Goodness, the time has flown by quite quickly these past few weeks! I’m still trying to grasp that it’s less than a week until Christmas. As far as my internal clock is concerned, I’m still in early December. Needless to say, time has gotten away from me. Living among Koreans and ex-pats during the holidays has been interesting and fun. As part of the curriculum at CFLEC we take the time to teach our students about the foreign holidays (Halloween, Thanksgiving, Christmas) that are happening around the time that we have them at our school. So, I’ve gotten to dress up as Batman and now Santa Claus (St.

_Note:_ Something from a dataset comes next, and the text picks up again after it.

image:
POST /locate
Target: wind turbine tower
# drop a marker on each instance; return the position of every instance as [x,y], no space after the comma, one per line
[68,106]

Nicholas, one of the most hardcore saints in the history of the Church, with a penchant for punching heretics and caring for the poor) over the past few months (sadly, no Thanksgiving turkey outfits, so I’ve had to make up for it in attitude).
Thankfully I have a wonderful family here to celebrate the holidays, so we’ve had a Thanksgiving dinner, two Christmas dinners, and we still haven’t even finished the Christmas celebrations yet. There are some family friends from Germany that are now stationed at the Army base just north of Cheonan and I’ve gotten to see them several times (and eat American food on base! Woo!) and enjoy the company that they bring (plus it’s like having yet another set of adoptive parents). There are many wonderful people here and I’m glad that I’m able to spend the holidays with them. Soon we’ll be going ice skating (they will, my tailbone can’t take the abuse that ice skating tends to dish out) up in Seoul and having even more Christmas related fun.
This picture is from the games we were playing after the Thanksgiving dinner.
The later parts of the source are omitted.